Finns are extremely bad at asking for help. They are stubborn and independent to the bitter end. But why does parenting and motherhood have to be about surviving, coping, getting by? Since when is it a negative thing to be a mother?
I used to laugh at mothers that go to things like mummy-baby yoga or baby poetry etc. but I realize now it’s just an excuse to meet people with the same lifesituation, people that understand. There is a solidarity between mothers, and this can be found in events and clubs like baby rytmics or baby cafés. I promise never to laugh at these again, I might well be a frequent baby yoga goer in the future!
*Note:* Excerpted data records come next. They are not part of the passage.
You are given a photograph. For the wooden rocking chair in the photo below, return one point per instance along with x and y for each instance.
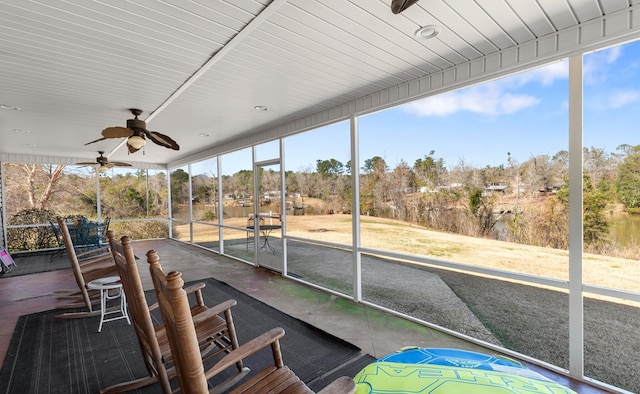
(86, 267)
(215, 335)
(276, 378)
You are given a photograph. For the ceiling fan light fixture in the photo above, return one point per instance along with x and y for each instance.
(427, 32)
(397, 6)
(136, 141)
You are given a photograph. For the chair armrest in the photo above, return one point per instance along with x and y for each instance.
(214, 311)
(223, 306)
(342, 385)
(246, 350)
(194, 287)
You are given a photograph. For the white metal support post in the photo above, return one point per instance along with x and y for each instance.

I recently posted a question in a dog related forum on facebook asking if someone knew a dog walker in the city. I got a lot of good tips but a few negative comments like: “deal with it yourself, so has many others before you” and “How can you be so selfish that you want to sleep” etc. I’m being left to take care of home, baby and dog for four days and the mere thought of being left alone makes me feel abandonded and chained to the home. Yes, you might think these are western world problems and they are in relation to many other problems but why is it the standard to deal with it and not ask for help if you feel it’ll make your day better? A mum that has slept a few hours is much more sane and stabile than a mother that hasn’t. Happy mother – happy baby – happy dog. And it will prevent me from first drowning my husband in kisses and then hour long blabla babble thats been packed up during the whole four days and then strangling him for being away.
Asking for help on a forum and I got showered with negative comments by horrible negative people. But then there are these wonderful people, like a girl on my street that saw my post and volunteered because she misses her own dog that passed away. If you are uncapable of asking for help, you won’t get it either.